Итак, сельское хозяйство, которое способствует росту населения, также делает возможным возникновение разнообразных элементов сложных обществ. Однако это не доказывает, что сельское хозяйство и демографический рост делают усложнение социальной организации неизбежным. Чем объяснить тот эмпирически наблюдаемый факт, что общинная или племенная организация оказывается просто нефункциональной для обществ с сотнями тысяч членов и что все существующие крупные общества имеют сложную и централизованную организацию? Я могу назвать по крайней мере четыре очевидных причины.
Одна из причин — проблема нейтрализации потенциальных конфликтов между людьми, не связанными родством. По мере увеличения численности обществ ее сложность вырастает геометрически. Если отношения в родовой общине из 20 человек предполагают лишь 190 двухсторонних взаимодействий (20 человек умножить на 19 и разделить на 2), то в общине из 2000 человек таких пар было бы 1 999 000. Любое из этих парных взаимодействий имеет потенциал бомбы замедленного действия, способной взорваться и привести к кровопролитному столкновению. Каждое убийство в родовом или племенном обществе обычно ведет к попытке ответного, компенсирующего убийства и запускает бесконечный цикл взаимного возмездия, дестабилизирующий общество.
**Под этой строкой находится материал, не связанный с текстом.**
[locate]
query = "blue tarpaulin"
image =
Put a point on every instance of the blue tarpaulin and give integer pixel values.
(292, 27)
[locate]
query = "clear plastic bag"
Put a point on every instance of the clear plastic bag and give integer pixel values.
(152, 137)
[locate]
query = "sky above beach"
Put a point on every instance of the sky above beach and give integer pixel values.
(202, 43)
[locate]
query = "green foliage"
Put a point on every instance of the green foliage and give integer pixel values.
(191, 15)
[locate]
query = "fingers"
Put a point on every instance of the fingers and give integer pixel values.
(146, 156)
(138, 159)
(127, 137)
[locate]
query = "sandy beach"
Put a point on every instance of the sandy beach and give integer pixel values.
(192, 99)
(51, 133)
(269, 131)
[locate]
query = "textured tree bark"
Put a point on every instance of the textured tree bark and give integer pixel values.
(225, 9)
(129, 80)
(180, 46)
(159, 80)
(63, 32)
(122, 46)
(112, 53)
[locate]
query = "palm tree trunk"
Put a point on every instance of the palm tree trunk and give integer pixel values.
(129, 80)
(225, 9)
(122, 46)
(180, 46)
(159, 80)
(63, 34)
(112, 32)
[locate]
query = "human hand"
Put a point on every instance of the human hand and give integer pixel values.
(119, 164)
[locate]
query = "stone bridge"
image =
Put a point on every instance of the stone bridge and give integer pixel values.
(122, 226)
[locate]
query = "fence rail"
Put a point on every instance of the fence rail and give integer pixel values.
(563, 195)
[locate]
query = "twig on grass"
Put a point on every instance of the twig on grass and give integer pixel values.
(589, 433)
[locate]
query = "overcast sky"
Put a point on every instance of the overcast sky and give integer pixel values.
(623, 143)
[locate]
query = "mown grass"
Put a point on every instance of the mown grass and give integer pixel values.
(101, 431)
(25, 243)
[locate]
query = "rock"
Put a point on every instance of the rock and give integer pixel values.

В родовой общине, где каждый состоит в родстве с каждым, родственники обеих враждующих сторон выступают посредниками в споре. В племени, где каждый по-прежнему связан узами родства со многими людьми, а всех остальных, по меньшей мере, знает по имени, посредниками тоже становятся общие родственники и общие друзья. Но после порога в несколько сотен человек, ниже которого все знают всех, умножение числа потенциальных двусторонних взаимодействий становится умножением числа незнакомцев. Когда незнакомцы схватываются друг с другом, немногие из присутствующих оказываются друзьями или родственниками обеих участников схватки, в личных интересах которых ее прекратить. Наоборот, многие зрители будут друзьями или родственниками только одного участника и займут его позицию, тем самым превращая драку двух людей в коллективную свару. Поэтому крупное общество, которое оставляет разрешение конфликтов на усмотрение своих членов, когда-нибудь гарантированно взорвется. Одного это фактора достаточно, чтобы объяснить, почему общества с несколькими тысячами членов могут существовать, только если у них складывается централизованное управление, главе которого делегируется монополия на арбитраж и применение силы.
Вторая причина — все большая неосуществимость процедур коллективного принятия решений при увеличении размера популяции. Принятие решений с участием всех взрослых все еще возможно в деревенских сообществах Новой Гвинеи, достаточно мелких, чтобы новости и информация быстро доходили до каждого, чтобы каждый мог заслушать всех остальных на общей сходке и чтобы каждый желающий высказаться имел такой шанс. Однако в сообществах сколько-нибудь крупного размера все эти базовые условия коллективного принятия решений становятся недостижимыми. Даже сегодня, в эпоху микрофонов и звукоусилителей, нам всем прекрасно известно, что общая сходка не является средством решения проблем для группы, которая насчитывает несколько тысяч человек. Следовательно, для крупного общества, вынужденного решать свои проблемы, структурирование и централизация являются неизбежным шагом.